Abstract: The spectral element method has been used extensively for the simulation of fluid flows. The resulting linear systems are often not amenable to direct methods of solution, and are especially ill-conditioned. Domain decomposition preconditioners, well adapted to the solution on parallel computers, are proposed and analyzed; both two and three space dimensions are considered.

Second-order elliptic equations are considered first, and the now well-developed theory of domain decomposition methods for finite elements is fully extended to spectral elements. This includes an analysis of exotic coarse spaces, which have proven necessary for the efficient solution of elliptic problems with large discontinuities in the coefficients, as well as a study of overlapping methods. Estimates of the condition numbers of the Schur complement restricted to an edge (in two dimensions) or to a face (in three dimensions) are also given; in particular, a fast method is designed and studied in full detail for problems with many subregions.
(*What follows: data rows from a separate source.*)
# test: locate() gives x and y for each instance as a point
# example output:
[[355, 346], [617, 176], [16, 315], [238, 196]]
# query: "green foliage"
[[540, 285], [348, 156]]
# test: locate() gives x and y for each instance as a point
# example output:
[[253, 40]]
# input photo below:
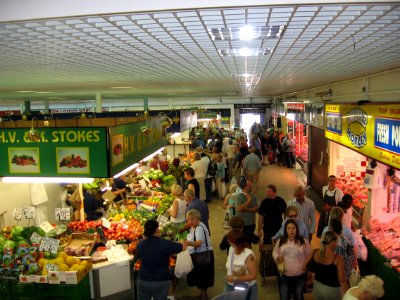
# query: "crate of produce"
[[22, 291], [79, 291]]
The Stokes problem, when restricted to the space of discrete divergence free velocities, is symmetric positive definite. A number of preconditioners are proposed, which are based on previous results for the scalar elliptic case, and new global models. The construction of a basis for the constrained velocity space is not required,and the resulting condition numbers grow only weakly with the degree $N$ and are independent of the number of subdomains.

We also consider the stationary Navier-Stokes equations, solved with Newton's method. In each iteration, a non-symmetric indefinite problem is solved using a Schwarz preconditioner. A new coarse space is proposed which satisfies the usual properties required by the elliptic theory, and also a specific $H^1$-approximation property. The rate of convergence of the algorithm grows only weakly with $N$, and does not depend on the number of subdomains, or the Newton step.

Finally, a hierarchical basis preconditioner for the mortar finite element method in two dimensions is proposed and analyzed. It is also further shown that the analysis of the symmetric positive definite preconditioner can also be applied to construct preconditioners for symmetric indefinite problems arising from second-order elliptic equations. Numerical results are presented for the Helmholtz equation.